The process of turning web novels into webtoons and data science

Web novel to Webtoon conversion is not only based on 'profitability'
If the novel author is endowed with money or bargaining power, 'Webtoonization' may be nothing more than a marketting tool for the web novel.
Data science modeling based on market variables unable to grab such cases

A student in SIAI’s MBA AI/BigData progam, struggling with her thesis, chose her topic as the condition for turning a web novel into a webtoon. In general, people would simply think that if the number of views is high and the sales volume of the web novel is large, a follow-on contract with a webtoon studio will be much easier. She brought in a few reference data science papers, but they only looked into publicly available information. What if the conversion was the choice of the web novel author? What if the author just wanted to spend more marketing budget by adding webtoon in his line-up?
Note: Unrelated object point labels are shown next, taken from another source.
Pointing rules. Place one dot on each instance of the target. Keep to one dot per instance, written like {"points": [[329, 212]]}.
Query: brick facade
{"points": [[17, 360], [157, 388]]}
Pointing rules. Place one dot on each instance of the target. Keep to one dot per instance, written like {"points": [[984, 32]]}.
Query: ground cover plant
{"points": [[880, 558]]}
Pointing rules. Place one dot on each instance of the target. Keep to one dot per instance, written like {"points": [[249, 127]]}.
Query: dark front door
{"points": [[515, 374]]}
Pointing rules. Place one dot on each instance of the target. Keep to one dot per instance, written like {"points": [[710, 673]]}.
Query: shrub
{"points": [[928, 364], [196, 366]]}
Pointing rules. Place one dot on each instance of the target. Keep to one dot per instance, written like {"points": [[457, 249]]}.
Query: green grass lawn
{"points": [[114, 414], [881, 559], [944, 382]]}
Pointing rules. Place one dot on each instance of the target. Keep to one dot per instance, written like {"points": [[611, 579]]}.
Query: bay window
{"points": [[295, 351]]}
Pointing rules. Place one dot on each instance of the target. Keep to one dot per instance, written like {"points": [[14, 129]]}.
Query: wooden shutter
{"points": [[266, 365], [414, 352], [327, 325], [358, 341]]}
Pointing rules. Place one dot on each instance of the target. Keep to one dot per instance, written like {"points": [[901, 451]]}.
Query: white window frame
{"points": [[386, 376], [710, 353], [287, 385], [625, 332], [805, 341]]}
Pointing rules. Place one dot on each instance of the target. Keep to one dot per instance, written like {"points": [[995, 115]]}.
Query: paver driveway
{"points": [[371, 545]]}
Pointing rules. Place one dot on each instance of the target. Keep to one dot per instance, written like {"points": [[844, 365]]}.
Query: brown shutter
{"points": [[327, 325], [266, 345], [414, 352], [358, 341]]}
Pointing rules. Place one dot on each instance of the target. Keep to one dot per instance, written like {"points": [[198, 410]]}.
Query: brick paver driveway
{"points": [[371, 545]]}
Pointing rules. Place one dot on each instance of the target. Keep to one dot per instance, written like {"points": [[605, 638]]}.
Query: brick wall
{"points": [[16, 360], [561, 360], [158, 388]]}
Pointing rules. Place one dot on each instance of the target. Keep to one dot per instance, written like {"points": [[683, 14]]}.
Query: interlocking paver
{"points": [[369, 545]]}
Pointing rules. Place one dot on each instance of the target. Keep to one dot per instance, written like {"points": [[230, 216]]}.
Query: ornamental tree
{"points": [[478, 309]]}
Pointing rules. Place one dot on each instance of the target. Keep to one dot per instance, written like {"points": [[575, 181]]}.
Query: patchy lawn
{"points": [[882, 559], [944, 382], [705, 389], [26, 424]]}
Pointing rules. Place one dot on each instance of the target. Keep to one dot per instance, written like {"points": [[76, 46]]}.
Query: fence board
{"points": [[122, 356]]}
Literature mostly runs hierarchical structures during ‘deep learning’ and use ‘SVM’, a task that simply relies on computer calculations, and calculate the number of all cases provided by the Python library. Sorry to put it this way, but such calculations are nothing more than a waste of computer resources. It has also been pointed out that the crude reports of such researchers are still registered as academic papers.

Put all crawled data into ‘AI’, then it will swing a majic wand?

Converting a web novel into a webtoon can be seen as changing a written story book into an illustrated story book. Professor Daeyoung Lee, Dean of the Graduate School of Arts at Chung-Ang University, explained that the change to OTT is a change to video story books.

The reason this transition is not easy is because the transition costs are high. Domestic webtoon studios have a team of designers ranging from as few as 5 to as many as dozens of designers, and the market has been differentiated considerably into a market where even a small character image or pattern that seems simple to our eyes must be purchased and used. After paying all the labor costs and purchasing costs for characters, patterns, etc., it still takes $$$ to turn a web novel into a webtoon.

This is probably the mindset of typical ‘business experts’ to think that manpower and funds will be concentrated on web novels that seem to have a high possibility of success as webtoons, as investment money is invested and new commercialization challenges are required.

However, the market does not operate solely on the logic of capital, and ‘plans’ based on the logic of capital are often wrong due to failing to read the market properly. In other words, even if you create a model by collecting data such as the number of views, comments, and purchases provided by platforms and consider the possibility of webtoonization and the success of the webtoon, it is unlikely that it will actually be correct.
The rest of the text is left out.